I am following this call by doing two things:
· This coming
fall I will begin pursuing a Masters in Christian
Formation and Soul Care at Denver Seminary. I want to walk with people who
hurt and struggle, who desire to know what God is up to in their lives, and who
perhaps have “gone to war” as I have. While I’ve had many opportunities to do this
through conversations with people (most in the setting of what I call my Magic Porch), there is much for me to
learn in this practice.
·
Sharing with the pastor my desire to serve in some staff capacity,
the elders of Saint Patrick have formally extended an invitation to serve as Director of Spiritual Development in a
half time capacity.
So, it looks
like I am reneging on two of my “nevers” and, believe it or not, it feels good.

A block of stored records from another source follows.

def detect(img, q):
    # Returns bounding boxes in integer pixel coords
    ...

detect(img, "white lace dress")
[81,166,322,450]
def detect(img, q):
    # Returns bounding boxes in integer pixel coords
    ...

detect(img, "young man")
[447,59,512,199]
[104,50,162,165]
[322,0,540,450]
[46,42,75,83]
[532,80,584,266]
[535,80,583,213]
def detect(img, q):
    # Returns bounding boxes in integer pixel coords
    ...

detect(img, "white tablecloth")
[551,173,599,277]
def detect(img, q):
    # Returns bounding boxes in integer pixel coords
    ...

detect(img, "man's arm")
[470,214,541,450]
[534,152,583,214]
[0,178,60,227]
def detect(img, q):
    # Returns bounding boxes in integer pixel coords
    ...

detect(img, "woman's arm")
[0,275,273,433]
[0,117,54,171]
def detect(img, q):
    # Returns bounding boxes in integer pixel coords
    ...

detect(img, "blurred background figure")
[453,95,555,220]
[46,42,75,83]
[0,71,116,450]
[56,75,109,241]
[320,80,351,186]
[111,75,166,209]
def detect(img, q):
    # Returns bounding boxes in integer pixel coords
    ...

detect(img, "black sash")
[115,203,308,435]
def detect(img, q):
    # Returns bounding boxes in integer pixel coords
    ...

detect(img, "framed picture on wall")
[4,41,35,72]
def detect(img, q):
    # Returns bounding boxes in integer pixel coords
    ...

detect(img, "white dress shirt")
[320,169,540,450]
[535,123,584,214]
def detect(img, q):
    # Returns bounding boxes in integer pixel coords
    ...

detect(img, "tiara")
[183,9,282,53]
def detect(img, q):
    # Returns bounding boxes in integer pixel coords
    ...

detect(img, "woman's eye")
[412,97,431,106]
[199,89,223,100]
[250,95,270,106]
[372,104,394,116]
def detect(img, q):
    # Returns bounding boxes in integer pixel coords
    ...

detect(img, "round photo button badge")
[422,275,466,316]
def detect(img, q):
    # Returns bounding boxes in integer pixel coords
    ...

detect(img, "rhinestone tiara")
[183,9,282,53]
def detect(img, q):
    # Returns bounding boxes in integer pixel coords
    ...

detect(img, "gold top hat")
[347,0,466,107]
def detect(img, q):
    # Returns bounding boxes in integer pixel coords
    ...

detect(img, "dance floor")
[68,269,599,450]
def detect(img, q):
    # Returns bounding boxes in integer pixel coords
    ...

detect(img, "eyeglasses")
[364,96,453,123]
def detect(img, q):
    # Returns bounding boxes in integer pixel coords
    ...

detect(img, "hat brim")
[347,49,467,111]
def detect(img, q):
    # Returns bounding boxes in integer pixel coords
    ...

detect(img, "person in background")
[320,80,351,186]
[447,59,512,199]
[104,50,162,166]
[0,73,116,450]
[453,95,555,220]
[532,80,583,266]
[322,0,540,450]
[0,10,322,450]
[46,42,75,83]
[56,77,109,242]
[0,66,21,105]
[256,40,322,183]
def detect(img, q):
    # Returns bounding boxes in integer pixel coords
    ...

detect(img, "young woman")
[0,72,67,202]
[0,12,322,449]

I am inviting you to consider supporting us financially, on a monthly basis, for
a period of four years – the estimated time it will take to finish school (gifts are
tax deductible). Though not formally in the budget, Saint
Patrick’s has agreed to contribute, their intention being to increase their
giving each year. We trust God for the
outcome, whatever it may be. More importantly, we covet your prayers, and I’m
not just saying that. It has literally kept us alive for the last 7 years.
I haven’t done
this kind of thing in a long time. I’m not sure I’m good at it anymore. I’m a
47-year old man, the kind of man Metallica’s James Hetfield describes as
“Broken, Beat and Scarred”. There’s no “take the hill” left in me, no desire to
“rock the city”. What IS in me, however, is a readiness to offer myself to
Jesus once again as an
instrument –
a blunt one perhaps - of His peace among those with whom He graciously allows
me to walk.
And there
you have it. If you’d like to participate, please send us the enclosed card.
We’d love it if you wrote a little note or something as we’ve lost touch with
so many people since going into hiding.
The sun on
our faces is feeling good these days.